Now, 84 years later, the photos are part of our family's genealogy research, memories of the family's Hungarian hometown of Ungvar. (By the way, when asked where he came from, grandpa Teddy would tell me, "Czechoslovakia.")

Tuesday, January 22, 2013

Wordless Wednesday: Mystery Couple, Hungary, 1924

My maternal grandfather Theodore (originally Tivador) Schwartz came from Uzhorod (Ungvar), Hungary.

Among the photos passed down to me is the photo of a couple dressed up and posed at the photographer's studio (at left). It has a date of 1924 on the back.

Who are they??

Is the lady above one of my great-aunts, either Paula Schwartz or Etel Schwartz?

These two sisters of my grandpa are shown at right in about 1910-1915, photographed in a different studio in Ungvar and clearly much younger.

For comparison, Paula Schwartz is shown at left, with her daughter Ibolyka (Violet), in 1930.

This is my Wordless Wednesday mystery...

Thursday, May 19, 2011

Treasure Chest Thursday: Siblings in Ungvar, 1915

I've been trying to learn more about the siblings of my maternal grandfather, Tivadar/Tivador (Theodore) Schwartz, born in Ungvar, Hungary (Uzhorod in Ukraine today, see map).

To my knowledge, Teddy was second of five children:
  • Sam Schwartz (came to NYC and married Anna Gelbman)
  • Teddy Schwartz (came to NYC and married Hermina Farkas)
  • Paula Schwartz (stayed in Ungvar, married, and had one daughter, Ibolyka, pictured in yesterday's entry)
  • Paula Schwartz (stayed in Ungvar, family status unknown)
  • Mary Schwartz (came to NYC and married Edward Wirtschafter, had two children)

The postcard photo here is a treasure, just unearthed in a box of newly-discovered family photos and documents. It shows Etel and Paula (back left and seated, right) and others, unknown, from the Schwartz family.

It's dated August 15, 1915 and inscribed to Tivadar, my grandfather.
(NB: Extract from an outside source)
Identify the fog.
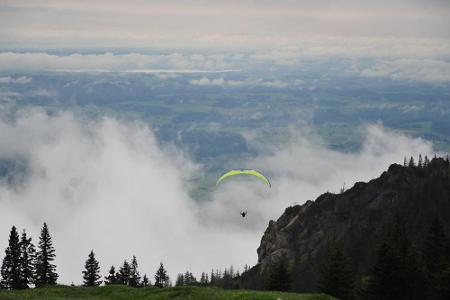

Clearly the young man is in uniform, but I don't know what country he's serving.* The young lady in front, at left, is a mystery as well. More mysteries than solutions, but a treasure in any case!

*Thanks to Greta Koehl, whose husband identified the uniform as Austro-Hungarian. Yes! This link shows such uniforms and hats. Another confirming detail. Thank you!

Thursday, November 11, 2010

Those Places Thursday - Ungvar (now Uzhorod)

Grandfather Teddy (Tivador) SCHWARTZ and his siblings (including Paula and Etel, above), came from Ungvar, then part of Hungary and now in the Ukraine. After Teddy, his older brother Sam, and their little sister Mary moved to New York, they periodically received photo portrait postcards like the above from the old country. Whether Grandpa sent photo postcards back, I don't know. Sadly, I also don't know for sure what happened to Etel Schwartz.

Curious to see more about Ungvar, I located this site with vintage postcards of the city in the 19th and 20th centuries. Wow, it was more cosmopolitan than I expected. Even though Grandpa probably lived outside the city, it's interesting to see the skyline and buildings he would have seen in the city itself.